A estatística confirma a qualidade do trabalho


Pedro Azevedo

Actualizado o ranking GAP, o que se conclui? Bom, há dois indicadores que saltam logo à vista. O primeiro é que, após 35 jogos, Rúben Amorim conseguiu o número impressionante de 80% de vitórias. O segundo é que Viktor Gyokeres lidera os rankings de golos e de assistências, sendo claramente o nosso jogador mais influente e MVP (Most Valuable Player). E, se do ponto de vista quantitativo, os nomes de Amorim e de Gyokeres se evidenciam, no plano qualitativo é impossível não dar relevo à forma como o Sporting domina os adversários e roda o plantel ou o sueco se destaca na procura da profundidade, serve de pivô para combinações interiores ou demonstra frieza na cara do golo.
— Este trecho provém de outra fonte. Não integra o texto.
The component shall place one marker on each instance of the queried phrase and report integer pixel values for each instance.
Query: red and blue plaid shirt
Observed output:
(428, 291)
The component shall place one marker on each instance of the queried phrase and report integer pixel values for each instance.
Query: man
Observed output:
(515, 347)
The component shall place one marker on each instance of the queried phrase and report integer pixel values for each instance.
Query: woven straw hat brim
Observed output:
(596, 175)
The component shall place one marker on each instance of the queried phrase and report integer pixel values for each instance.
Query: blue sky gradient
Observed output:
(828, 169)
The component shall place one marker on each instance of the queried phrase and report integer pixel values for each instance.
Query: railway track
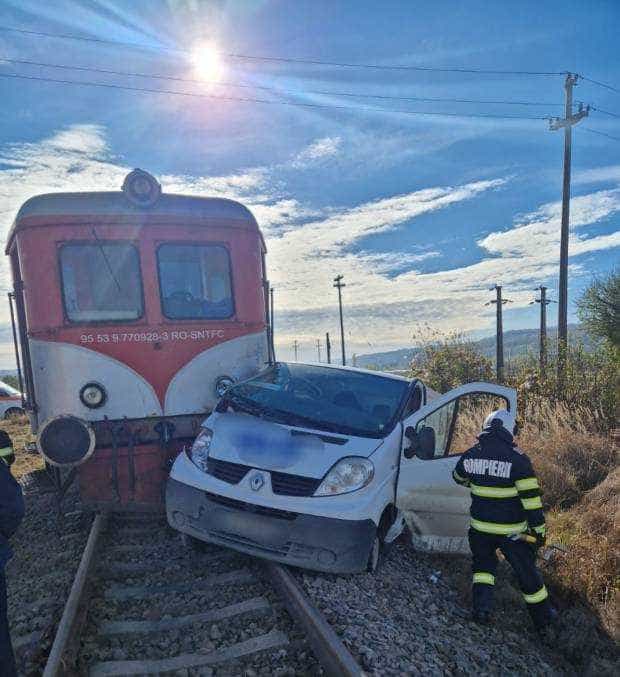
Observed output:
(141, 603)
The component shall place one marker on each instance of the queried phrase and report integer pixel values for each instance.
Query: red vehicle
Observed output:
(134, 311)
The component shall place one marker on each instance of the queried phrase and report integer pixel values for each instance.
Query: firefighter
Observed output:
(506, 513)
(11, 514)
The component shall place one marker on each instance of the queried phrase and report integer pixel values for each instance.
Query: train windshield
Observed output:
(101, 282)
(195, 281)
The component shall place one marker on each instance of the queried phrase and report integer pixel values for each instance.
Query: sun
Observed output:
(207, 62)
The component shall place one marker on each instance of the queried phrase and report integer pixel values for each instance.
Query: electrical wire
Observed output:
(606, 112)
(600, 84)
(157, 76)
(265, 101)
(596, 131)
(278, 59)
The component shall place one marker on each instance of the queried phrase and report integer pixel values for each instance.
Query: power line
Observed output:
(301, 104)
(279, 59)
(158, 76)
(600, 84)
(595, 131)
(606, 112)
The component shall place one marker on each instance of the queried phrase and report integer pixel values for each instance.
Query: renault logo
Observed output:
(257, 481)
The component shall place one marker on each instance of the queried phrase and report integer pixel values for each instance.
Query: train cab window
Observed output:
(195, 281)
(101, 282)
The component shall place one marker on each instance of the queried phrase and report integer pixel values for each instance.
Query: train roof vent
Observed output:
(141, 188)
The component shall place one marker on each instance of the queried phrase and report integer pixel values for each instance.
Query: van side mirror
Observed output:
(426, 443)
(412, 436)
(422, 443)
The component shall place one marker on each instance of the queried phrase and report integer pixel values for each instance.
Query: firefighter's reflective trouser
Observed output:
(7, 660)
(522, 558)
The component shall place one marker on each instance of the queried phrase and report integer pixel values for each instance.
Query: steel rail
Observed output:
(327, 646)
(55, 662)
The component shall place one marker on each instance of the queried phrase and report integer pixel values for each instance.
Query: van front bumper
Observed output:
(321, 543)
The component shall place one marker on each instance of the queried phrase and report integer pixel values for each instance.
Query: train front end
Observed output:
(133, 311)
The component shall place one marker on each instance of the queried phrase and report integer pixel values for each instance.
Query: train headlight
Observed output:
(222, 384)
(93, 395)
(141, 188)
(199, 453)
(349, 474)
(66, 441)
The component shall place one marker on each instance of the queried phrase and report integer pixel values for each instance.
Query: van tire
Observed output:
(375, 555)
(193, 544)
(13, 412)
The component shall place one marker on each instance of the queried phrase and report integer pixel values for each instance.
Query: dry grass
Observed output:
(25, 461)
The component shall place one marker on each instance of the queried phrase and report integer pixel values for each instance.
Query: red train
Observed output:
(133, 311)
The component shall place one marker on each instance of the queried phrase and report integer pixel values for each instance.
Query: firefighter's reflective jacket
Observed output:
(506, 497)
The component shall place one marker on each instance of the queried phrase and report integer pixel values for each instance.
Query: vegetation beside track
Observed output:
(569, 432)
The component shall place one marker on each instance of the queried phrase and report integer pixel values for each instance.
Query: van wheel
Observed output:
(13, 412)
(193, 544)
(374, 556)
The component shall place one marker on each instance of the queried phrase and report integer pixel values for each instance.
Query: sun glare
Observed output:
(207, 62)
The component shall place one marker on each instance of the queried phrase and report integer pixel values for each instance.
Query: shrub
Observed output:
(446, 362)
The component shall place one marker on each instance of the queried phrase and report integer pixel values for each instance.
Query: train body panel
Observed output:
(132, 308)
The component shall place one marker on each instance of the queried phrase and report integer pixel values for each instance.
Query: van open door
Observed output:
(435, 508)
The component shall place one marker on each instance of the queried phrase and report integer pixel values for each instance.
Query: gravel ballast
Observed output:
(412, 617)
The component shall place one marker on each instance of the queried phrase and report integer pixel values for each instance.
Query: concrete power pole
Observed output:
(544, 302)
(339, 285)
(567, 123)
(499, 302)
(273, 345)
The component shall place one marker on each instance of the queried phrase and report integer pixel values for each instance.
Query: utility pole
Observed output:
(339, 285)
(567, 123)
(499, 302)
(544, 302)
(273, 345)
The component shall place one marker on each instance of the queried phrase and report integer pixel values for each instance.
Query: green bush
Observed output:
(445, 362)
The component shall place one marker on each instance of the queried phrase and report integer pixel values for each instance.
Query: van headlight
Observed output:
(199, 453)
(349, 474)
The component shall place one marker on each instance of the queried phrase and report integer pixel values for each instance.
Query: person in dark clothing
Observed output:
(506, 513)
(11, 514)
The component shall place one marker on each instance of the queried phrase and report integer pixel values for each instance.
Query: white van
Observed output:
(319, 466)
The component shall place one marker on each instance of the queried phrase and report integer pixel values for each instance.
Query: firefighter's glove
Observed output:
(7, 456)
(540, 536)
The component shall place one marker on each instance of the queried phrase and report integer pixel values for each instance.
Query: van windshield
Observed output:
(324, 398)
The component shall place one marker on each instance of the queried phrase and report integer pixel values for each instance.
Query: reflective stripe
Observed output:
(483, 577)
(494, 492)
(527, 483)
(536, 597)
(532, 503)
(496, 528)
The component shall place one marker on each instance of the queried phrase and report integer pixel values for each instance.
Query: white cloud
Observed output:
(609, 174)
(320, 149)
(386, 294)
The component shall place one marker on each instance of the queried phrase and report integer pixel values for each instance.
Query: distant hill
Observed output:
(516, 342)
Por tudo isto, a carreira do Sporting em 23/24 é indissociável da qualidade de jogo apresentada por Rúben e das prestações de Viktor, restando a nós esperar que o foco do treinador e a energia do sueco não se esgotem a fim de que a época se possa concluir com a tão merecida glória. Não esquecendo, claro, a importância da restante equipa técnica e jogadores. Porque ninguém ganha nada sozinho e a qualidade técnica, física, táctica e mental medida individualmente não substitui um colectivo forte e a apontar todo na mesma direcção.